Because Scott Lucas recorded it as a two-piece in Chicago, tracking bass through his guitar rig, and the whole song is about California mythology from a thousand miles away. At mile four, when you're questioning every decision, you need someone who sounds like they're pushing against resistance too. The 2024 remaster sharpens the edges without losing the grit, and it hits harder than anything that came before it. That's your Wall Breaker.
Why is Australian psych rock all over this playlist?
The Murlocs appear twice, Psychedelic Porn Crumpets once, and they're both from Australia—Melbourne and Perth respectively. Australian garage psych has this specific hazy urgency that comes from bands recording in cities that are geographically isolated from the rest of the world. It's not California psych nostalgia; it's something rawer and more restless.
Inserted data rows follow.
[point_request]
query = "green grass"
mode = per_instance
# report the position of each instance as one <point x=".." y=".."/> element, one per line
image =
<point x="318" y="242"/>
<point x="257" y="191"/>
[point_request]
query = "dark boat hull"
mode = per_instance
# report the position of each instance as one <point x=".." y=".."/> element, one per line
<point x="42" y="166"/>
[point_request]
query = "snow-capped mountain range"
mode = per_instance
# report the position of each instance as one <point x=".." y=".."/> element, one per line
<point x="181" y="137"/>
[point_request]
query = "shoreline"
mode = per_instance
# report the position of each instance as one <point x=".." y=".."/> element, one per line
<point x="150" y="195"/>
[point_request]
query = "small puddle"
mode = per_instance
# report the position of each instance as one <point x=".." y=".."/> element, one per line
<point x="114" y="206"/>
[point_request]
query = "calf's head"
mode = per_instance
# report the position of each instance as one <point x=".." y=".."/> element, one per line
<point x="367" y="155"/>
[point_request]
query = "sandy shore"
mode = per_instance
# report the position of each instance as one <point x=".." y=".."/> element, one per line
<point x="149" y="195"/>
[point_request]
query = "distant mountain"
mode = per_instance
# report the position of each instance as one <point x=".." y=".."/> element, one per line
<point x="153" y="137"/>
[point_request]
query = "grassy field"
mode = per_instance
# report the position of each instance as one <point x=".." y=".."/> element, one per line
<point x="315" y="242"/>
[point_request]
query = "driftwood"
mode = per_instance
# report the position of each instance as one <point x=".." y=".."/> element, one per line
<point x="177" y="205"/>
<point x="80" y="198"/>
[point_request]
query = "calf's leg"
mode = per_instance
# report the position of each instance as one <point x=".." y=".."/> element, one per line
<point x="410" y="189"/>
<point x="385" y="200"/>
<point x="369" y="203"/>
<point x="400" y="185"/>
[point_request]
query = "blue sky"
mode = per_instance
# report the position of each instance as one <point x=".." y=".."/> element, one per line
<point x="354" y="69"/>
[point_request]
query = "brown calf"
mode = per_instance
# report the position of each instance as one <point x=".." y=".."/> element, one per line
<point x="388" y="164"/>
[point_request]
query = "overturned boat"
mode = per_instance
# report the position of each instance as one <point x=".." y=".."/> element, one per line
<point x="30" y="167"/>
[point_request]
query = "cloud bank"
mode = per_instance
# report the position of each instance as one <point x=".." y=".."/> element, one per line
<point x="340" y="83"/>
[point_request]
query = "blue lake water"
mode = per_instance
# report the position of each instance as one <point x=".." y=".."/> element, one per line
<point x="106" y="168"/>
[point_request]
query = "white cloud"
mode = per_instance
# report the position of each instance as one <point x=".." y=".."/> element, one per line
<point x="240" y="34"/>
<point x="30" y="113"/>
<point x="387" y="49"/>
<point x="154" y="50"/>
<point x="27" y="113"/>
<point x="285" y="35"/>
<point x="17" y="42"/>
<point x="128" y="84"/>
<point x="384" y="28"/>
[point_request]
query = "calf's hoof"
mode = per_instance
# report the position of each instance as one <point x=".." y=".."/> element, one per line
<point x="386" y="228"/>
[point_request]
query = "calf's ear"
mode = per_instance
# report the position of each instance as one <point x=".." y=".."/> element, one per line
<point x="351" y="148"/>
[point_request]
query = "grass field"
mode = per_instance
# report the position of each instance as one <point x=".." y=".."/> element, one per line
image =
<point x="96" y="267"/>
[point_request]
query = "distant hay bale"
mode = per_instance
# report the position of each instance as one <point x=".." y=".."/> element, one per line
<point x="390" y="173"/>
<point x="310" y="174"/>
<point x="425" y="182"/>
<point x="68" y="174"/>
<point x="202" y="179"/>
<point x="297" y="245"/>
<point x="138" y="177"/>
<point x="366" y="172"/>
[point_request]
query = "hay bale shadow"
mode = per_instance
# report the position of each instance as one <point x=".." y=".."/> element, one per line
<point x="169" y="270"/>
Ambrose Kenny-Smith's harmonica through vintage amps on 'Loopholes' is the perfect example—it sounds like it's being filtered through distance itself.
Why does the playlist end with Shannon & The Clams instead of something louder?
Because after fifty-five minutes of garage punk confidence and maximum distortion, Shannon Shaw's voice on 'Runaway' is the only moment anyone sounds genuinely vulnerable. It's early '60s heartbreak wrapped in modern production, and it's the only honest admission that sometimes you're not running toward something—you're just running. Ending on that note instead of another distortion-soaked banger is either deeply sincere or deeply ironic. Probably both. That's why it works.